During disagreements between doctors and ASW’s, particularly GP’s, over a patients admission, many doctors have been known to advise the NR to make an application. This goes against the code of practice15 and by no means should a doctor use this to avoid involving an ASW in the assessment. Furthermore, one must bear in mind that the NR may not always be acting in the best interests of the patient, particularly if the patient becomes a burden for his relatives. The case of JT v UK16, illustrated that the law needs to be modified.
The Code of Practice is all about inter-disciplinary co-operation;17 everyone involved in the process of compulsory admission of a patient should work together synergistically. The working relationship between health professionals (doctors and ASW’s) and lay persons (NR) in the civil admissions process is in reality much different. The potential of conflict and tension arising between members involved has been largely overlooked. It is obvious that many ASW’s are not entirely satisfied with the NR having a role parallel to theirs. Despite the Percy Commissions18 aims that professionals should work as part of a multidisciplinary team, the desire to work independently has caused yet more conflict between health care professionals.

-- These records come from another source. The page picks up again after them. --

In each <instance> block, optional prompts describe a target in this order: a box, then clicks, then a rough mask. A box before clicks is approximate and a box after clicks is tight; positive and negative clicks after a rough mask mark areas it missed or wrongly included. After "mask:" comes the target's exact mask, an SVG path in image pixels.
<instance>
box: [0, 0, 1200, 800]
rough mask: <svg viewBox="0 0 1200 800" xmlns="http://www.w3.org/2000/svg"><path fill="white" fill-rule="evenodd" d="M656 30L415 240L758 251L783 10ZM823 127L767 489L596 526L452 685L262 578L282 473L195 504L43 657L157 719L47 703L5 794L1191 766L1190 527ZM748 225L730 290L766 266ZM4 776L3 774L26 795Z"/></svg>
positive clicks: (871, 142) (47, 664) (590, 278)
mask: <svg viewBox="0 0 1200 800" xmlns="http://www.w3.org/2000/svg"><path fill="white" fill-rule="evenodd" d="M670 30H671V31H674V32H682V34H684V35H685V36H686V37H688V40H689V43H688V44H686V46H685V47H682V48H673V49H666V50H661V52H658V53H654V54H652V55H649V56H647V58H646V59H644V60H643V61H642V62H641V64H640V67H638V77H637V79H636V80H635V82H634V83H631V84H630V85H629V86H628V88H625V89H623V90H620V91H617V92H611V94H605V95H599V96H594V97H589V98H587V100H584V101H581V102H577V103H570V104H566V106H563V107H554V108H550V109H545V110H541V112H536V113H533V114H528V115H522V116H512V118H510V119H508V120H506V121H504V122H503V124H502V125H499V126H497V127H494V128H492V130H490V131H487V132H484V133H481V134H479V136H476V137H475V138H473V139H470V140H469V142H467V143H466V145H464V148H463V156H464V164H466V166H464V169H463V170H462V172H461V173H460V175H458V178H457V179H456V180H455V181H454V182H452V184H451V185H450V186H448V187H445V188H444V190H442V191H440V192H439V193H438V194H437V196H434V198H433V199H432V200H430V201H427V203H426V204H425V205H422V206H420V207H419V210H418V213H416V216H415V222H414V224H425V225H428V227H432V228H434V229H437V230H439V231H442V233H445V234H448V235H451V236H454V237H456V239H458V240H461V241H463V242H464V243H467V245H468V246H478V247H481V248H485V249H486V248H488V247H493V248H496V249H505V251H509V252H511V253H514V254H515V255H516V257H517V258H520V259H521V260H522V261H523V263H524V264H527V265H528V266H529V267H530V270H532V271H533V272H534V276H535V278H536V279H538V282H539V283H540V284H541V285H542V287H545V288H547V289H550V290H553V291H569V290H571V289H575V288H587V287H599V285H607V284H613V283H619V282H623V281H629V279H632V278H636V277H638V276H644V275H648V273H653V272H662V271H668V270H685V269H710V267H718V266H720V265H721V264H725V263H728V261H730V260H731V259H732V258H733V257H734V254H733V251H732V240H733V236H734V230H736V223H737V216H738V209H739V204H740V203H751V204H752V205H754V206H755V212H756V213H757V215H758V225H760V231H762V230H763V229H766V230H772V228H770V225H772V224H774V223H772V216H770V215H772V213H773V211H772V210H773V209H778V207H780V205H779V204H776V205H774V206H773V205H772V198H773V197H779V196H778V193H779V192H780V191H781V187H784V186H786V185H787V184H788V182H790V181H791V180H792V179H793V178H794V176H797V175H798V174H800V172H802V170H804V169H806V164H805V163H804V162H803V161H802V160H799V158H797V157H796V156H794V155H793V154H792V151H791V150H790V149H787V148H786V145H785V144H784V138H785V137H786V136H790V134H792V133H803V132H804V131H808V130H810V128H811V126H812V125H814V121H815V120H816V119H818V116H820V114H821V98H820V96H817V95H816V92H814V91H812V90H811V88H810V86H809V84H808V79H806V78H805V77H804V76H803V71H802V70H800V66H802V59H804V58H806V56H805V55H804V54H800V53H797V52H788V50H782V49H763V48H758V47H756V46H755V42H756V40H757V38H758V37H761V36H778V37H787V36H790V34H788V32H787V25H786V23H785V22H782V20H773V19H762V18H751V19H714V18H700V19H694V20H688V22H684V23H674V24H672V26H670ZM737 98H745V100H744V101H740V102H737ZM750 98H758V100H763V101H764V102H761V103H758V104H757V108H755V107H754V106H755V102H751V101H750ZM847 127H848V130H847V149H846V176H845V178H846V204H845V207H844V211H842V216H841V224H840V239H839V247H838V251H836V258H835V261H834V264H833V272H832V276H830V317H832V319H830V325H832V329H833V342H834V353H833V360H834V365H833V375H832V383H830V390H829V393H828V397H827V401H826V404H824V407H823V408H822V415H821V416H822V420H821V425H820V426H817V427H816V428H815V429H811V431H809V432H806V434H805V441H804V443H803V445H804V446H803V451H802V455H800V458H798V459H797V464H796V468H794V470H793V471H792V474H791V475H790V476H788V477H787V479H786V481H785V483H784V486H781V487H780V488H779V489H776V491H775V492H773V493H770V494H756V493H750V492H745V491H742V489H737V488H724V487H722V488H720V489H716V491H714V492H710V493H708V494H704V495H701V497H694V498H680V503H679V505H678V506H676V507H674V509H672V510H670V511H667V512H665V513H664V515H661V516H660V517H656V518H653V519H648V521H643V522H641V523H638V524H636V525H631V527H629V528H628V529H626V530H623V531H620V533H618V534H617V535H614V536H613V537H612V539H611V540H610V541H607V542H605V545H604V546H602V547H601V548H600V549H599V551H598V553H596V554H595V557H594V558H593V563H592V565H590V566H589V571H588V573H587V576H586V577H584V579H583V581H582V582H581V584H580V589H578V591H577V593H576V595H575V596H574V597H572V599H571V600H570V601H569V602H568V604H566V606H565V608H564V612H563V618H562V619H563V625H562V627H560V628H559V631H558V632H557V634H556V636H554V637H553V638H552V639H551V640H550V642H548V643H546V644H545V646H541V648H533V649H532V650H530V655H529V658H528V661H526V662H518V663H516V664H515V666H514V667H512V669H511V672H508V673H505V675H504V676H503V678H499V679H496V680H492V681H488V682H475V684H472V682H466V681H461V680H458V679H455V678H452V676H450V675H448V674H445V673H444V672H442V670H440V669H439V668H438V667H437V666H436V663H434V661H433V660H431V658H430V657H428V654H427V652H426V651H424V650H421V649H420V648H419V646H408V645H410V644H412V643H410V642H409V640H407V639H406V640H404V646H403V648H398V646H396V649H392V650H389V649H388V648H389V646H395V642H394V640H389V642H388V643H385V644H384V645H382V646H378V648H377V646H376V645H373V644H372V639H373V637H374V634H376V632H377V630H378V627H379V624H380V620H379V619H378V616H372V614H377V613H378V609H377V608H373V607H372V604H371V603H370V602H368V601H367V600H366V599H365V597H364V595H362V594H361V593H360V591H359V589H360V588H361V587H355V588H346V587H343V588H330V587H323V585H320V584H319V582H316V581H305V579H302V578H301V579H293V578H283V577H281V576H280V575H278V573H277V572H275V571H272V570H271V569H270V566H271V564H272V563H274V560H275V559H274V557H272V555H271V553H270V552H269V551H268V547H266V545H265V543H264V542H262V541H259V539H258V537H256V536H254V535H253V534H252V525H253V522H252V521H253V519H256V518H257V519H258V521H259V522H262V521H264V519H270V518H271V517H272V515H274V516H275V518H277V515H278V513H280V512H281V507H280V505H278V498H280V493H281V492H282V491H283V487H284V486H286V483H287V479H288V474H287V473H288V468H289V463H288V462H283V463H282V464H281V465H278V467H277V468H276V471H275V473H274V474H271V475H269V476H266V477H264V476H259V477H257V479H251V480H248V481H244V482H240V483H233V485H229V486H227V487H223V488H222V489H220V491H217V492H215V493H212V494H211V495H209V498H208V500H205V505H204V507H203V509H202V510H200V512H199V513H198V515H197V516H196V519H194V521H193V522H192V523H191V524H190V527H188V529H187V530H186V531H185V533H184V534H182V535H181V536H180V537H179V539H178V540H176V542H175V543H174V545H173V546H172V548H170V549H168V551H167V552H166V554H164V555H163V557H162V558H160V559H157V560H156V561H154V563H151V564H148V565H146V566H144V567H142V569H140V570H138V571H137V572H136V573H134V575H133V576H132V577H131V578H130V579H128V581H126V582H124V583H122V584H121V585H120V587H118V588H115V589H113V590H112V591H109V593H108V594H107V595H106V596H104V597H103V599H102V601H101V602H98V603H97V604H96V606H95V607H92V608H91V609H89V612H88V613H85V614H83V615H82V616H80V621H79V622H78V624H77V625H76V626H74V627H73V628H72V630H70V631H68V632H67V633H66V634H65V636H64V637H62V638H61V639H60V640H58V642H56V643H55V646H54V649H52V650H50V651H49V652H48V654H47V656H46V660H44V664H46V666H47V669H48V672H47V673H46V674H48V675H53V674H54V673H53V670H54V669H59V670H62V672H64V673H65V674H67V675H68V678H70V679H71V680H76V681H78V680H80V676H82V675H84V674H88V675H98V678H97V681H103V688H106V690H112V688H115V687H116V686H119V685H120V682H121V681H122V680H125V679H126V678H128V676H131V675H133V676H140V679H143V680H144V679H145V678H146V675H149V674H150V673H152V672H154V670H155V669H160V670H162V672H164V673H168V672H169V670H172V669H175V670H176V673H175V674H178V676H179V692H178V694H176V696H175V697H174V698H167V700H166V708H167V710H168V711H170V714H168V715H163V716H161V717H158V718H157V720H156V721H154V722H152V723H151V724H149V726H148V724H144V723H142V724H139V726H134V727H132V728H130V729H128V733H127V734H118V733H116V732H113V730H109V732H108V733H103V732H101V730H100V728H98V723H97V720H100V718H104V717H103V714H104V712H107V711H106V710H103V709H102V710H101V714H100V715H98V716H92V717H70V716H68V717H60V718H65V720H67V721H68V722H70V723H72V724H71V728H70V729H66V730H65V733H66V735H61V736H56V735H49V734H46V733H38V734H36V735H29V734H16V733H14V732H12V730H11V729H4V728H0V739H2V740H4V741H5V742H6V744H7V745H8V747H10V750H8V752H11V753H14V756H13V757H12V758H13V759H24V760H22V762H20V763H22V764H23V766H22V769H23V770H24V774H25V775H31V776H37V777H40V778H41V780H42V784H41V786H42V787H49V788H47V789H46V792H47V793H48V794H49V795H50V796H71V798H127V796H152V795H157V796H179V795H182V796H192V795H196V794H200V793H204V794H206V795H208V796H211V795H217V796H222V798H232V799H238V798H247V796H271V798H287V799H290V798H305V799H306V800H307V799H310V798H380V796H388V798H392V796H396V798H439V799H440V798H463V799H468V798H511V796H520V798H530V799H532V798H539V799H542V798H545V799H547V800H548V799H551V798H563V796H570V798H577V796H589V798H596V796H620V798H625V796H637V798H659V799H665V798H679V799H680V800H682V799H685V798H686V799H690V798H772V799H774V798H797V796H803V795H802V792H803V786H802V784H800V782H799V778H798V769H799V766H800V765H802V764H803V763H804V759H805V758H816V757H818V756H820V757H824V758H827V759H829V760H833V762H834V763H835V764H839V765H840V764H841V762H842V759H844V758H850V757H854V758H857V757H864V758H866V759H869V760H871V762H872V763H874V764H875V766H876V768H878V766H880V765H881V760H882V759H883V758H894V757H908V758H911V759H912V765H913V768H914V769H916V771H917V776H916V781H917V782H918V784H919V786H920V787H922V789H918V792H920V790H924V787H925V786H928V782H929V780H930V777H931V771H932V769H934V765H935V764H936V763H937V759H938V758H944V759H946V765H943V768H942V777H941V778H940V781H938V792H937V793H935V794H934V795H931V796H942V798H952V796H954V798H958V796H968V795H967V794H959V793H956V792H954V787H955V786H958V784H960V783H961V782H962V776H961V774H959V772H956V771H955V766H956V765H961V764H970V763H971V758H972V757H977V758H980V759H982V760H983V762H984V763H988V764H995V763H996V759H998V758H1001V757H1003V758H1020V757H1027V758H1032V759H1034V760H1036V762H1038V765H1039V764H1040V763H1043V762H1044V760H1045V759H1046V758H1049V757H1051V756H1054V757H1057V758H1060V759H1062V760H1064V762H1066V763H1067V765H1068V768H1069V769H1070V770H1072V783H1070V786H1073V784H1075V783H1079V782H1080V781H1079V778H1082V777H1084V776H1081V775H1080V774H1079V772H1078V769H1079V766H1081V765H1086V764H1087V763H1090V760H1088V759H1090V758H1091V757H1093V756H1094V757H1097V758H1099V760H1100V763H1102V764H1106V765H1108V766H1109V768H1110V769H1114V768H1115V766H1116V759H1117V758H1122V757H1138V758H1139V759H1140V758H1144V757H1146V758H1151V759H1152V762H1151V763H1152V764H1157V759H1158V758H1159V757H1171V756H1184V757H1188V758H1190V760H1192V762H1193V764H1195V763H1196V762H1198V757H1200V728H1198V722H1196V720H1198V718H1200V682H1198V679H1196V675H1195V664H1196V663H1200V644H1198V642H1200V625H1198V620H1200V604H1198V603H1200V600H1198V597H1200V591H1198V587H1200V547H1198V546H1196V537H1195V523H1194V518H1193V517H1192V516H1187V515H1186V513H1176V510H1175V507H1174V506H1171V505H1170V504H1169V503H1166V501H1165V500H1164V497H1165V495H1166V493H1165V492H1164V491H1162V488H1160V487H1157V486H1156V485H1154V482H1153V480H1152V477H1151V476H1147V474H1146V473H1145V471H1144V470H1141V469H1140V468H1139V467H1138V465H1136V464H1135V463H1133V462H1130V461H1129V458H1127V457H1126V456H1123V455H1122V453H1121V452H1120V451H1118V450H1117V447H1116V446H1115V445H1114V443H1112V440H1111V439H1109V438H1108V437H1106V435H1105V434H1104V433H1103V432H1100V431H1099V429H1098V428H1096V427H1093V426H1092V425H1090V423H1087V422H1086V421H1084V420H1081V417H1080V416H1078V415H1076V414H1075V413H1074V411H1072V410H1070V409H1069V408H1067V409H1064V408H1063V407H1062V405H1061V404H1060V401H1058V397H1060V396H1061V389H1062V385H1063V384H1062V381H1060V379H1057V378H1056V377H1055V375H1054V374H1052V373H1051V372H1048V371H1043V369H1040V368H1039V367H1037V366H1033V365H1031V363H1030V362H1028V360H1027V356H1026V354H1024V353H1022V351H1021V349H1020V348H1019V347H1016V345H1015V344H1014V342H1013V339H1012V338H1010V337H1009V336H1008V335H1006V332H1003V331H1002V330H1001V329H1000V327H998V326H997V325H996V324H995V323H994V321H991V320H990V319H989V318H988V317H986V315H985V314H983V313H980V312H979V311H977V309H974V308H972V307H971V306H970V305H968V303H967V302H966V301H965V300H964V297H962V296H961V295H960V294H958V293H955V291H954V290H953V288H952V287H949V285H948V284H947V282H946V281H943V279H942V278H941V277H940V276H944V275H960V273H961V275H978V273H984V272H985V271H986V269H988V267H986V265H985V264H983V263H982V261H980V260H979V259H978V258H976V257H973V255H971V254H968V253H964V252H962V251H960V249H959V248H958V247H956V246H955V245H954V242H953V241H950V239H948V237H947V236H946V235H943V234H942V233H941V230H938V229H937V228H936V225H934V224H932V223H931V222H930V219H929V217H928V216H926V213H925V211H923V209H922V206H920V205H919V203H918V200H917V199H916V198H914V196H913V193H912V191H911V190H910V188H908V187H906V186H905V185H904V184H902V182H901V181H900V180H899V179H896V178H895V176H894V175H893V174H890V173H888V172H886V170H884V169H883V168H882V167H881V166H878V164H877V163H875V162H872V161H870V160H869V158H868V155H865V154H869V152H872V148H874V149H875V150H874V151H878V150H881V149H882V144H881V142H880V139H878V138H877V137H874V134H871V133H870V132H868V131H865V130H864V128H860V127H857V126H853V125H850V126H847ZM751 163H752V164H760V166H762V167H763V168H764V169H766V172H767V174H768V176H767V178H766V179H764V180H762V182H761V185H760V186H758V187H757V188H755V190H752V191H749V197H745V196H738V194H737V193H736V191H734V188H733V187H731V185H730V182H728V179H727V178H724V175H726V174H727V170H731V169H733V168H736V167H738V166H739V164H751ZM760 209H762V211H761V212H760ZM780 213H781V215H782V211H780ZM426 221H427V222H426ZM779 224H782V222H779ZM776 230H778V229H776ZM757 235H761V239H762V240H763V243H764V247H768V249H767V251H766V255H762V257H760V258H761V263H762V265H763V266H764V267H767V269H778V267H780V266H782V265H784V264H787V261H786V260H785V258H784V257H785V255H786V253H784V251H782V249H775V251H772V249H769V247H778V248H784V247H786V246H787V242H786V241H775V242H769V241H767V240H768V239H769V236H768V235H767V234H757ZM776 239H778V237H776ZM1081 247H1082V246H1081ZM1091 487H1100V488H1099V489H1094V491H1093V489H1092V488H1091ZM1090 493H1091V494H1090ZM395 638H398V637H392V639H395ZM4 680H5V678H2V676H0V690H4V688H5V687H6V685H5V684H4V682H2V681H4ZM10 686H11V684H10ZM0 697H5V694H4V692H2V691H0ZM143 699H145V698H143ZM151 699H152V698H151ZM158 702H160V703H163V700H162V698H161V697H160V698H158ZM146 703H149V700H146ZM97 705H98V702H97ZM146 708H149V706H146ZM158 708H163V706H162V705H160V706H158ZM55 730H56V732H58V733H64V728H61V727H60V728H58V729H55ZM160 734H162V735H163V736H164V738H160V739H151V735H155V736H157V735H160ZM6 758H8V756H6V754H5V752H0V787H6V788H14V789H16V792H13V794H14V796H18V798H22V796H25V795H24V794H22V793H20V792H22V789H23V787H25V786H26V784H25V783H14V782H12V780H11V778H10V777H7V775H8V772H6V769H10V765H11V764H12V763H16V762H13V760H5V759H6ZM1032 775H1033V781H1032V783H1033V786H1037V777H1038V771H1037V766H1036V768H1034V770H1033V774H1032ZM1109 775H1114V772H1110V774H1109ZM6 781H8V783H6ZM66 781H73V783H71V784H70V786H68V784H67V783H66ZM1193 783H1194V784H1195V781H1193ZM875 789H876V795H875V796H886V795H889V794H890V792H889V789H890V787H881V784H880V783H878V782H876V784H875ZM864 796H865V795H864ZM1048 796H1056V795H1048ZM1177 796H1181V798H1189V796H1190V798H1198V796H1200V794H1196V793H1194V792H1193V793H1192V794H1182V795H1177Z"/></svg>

Differing opinions between members causes further antagonism.
In the government green paper,19 the reduction of the ASW’s involvement in the compulsory admissions procedures may cause greater resentment amongst ASW’s.
The need to maintain the role of ASW’s and NR’s in hospital admissions of mentally ill patients is fundamental, as they provide a sound foundation of social thinking in the whole procedure. In addition, the justification for the continued role of the patients NR is to counter-balance the over-mighty power of the professionals who know what’s best for us.